I just wanted to point out, we recently got fast track status for AUD as well, just a few couple of weeks ago. So we're the only drug in development that has fast track status for AUD.

Yes. On that note, I wanted -- you've been upfront about your intentions to partner pemvi with ahead of the Phase III trial for obesity. Can you discuss your business development plan? Has anything changed?

No. I mean, as far as obesity is concerned, as I've mentioned, our focus is not to go primarily after obesity as the main indication. In our partnership discussion, that's clearly an option that our partner can pursue.

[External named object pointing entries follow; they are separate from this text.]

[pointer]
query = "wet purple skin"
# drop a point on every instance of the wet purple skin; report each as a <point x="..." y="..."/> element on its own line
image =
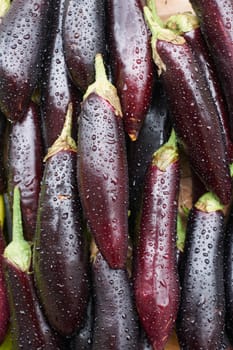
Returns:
<point x="25" y="165"/>
<point x="60" y="253"/>
<point x="131" y="61"/>
<point x="115" y="321"/>
<point x="201" y="317"/>
<point x="195" y="118"/>
<point x="103" y="178"/>
<point x="83" y="38"/>
<point x="22" y="33"/>
<point x="155" y="273"/>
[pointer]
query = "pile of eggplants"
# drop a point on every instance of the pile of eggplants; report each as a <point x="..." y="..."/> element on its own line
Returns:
<point x="104" y="110"/>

But we think we bring much more value by going after serious liver diseases. Also, there's going to be tremendous pricing pressure on obesity drugs as more and more drugs get approved. Already with just 2 drugs, we are seeing a significant price war out there. Whereas if you are going after a serious disease that results from obesity, it's a totally different value proposition. So we plan to stick with that strategy and really move forward full speed ahead in MASH and then we'll look forward to getting the data from AUD and ALD as well. As Scott lined up earlier with MASH, we are expecting the 48-week data, very important milestone coming up as well as the end of Phase II meeting with the FDA coming up. So looking forward to then really talking about our Phase III program next year.

Thanks, Vipin. Thanks, Scott. Thanks for joining us here at Morgan Stanley for the conference.

Well, thank you very much. Thank you for having us.